Digitalisierung der Einfuhrprozesse in der Luftfracht-Frischelogistik

Internationale Flughäfen verbinden die Produktionsstandorte und Verbrauchermärkte in Ballungsgebieten weltweit miteinander und spielen in der Transportkette für hochwertige und eilige Transporte, insbesondere aber auch für verderbliche Fracht (Perishables) eine entscheidende Rolle. Viele der Prozesse und die hiermit verbundene Kommunikation sind heute nur bedingt vereinheitlicht und nur eingeschränkt digital. Sie sind nicht nur arbeits- und zeitintensiv, sondern auch fehleranfällig und ineffizient, so dass Frische und Haltbarkeit von verderblicher Fracht enorm leiden. Das Projekt »Digitalisierung der Einfuhrprozesse in der Luftfracht-Frischelogistik« will dafür sorgen, dass Abfertigungsprozesse weitgehend papierunabhängig erfolgen können. Die im Projekt entwickelten Komponenten sollen in einem Testlauf unter realitätsnahen Bedingungen zusammen mit Industrieunternehmen erprobt und getestet werden.

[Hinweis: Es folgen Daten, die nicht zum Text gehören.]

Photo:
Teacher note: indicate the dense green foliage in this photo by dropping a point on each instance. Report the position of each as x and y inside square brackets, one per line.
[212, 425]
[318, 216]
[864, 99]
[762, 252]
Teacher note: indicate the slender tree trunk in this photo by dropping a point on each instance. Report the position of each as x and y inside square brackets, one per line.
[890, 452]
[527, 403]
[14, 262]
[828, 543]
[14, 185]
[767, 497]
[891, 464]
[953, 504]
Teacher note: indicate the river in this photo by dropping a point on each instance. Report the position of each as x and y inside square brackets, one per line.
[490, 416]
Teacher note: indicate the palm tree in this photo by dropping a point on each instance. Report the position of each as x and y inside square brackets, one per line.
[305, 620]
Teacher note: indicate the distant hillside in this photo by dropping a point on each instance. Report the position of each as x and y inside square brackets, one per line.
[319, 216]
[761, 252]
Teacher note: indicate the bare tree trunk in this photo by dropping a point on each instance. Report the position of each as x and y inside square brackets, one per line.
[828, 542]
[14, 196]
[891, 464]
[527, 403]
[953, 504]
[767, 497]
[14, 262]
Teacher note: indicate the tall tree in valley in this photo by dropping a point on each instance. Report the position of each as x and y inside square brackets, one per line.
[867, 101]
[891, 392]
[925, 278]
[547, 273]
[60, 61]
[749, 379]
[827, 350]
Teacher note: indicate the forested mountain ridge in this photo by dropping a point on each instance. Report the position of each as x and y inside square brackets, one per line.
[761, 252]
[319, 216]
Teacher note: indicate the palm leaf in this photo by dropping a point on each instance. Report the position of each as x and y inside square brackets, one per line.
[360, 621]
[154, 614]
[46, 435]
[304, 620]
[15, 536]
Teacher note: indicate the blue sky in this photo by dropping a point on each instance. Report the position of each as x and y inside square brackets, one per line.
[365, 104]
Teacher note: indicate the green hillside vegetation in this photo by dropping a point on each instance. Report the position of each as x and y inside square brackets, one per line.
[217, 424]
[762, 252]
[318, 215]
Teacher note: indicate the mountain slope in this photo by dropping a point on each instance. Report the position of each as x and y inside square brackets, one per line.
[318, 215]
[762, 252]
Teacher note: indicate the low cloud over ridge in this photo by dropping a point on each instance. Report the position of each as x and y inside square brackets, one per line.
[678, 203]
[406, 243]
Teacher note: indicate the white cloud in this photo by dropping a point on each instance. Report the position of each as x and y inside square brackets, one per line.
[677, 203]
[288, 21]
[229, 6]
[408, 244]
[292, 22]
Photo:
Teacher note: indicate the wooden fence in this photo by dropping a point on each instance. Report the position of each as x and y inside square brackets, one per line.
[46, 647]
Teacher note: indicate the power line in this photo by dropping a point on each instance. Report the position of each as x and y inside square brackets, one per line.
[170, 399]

Projektspezifische Ergebnisse, z. B. Demonstratoren oder Prototypen (Auszug)

  • Zeitliche Optimierung der Abfertigung für Frischwaren durch digitale Integration der Prozessbeteiligten und Behörden (Import)
  • Weniger Verschwendung von Lebensmitteln und Erhöhung von Lebensmittelsicherheit
  • Optimierung von Prognosen zum Frachtaufkommen und der entsprechenden Ressourcenplanung

Beitrag zur Infrastruktur der Silicon Economy (Auszug)

Der Importprozess ist in Deutschland und der EU stark durch Vorgaben der Behörden festgelegt und daher standortübergreifend sehr ähnlich. Trotzdem setzen die Standortbetreiber derzeit noch auf proprietäre Lösungen. Der Open Source-Ansatz der Silicon Economy mit einer transparenten, offenen und erweiterbaren Lösung kann hier für die notwendige Akzeptanz sorgen und zur weiteren Standardisierung beigetragen.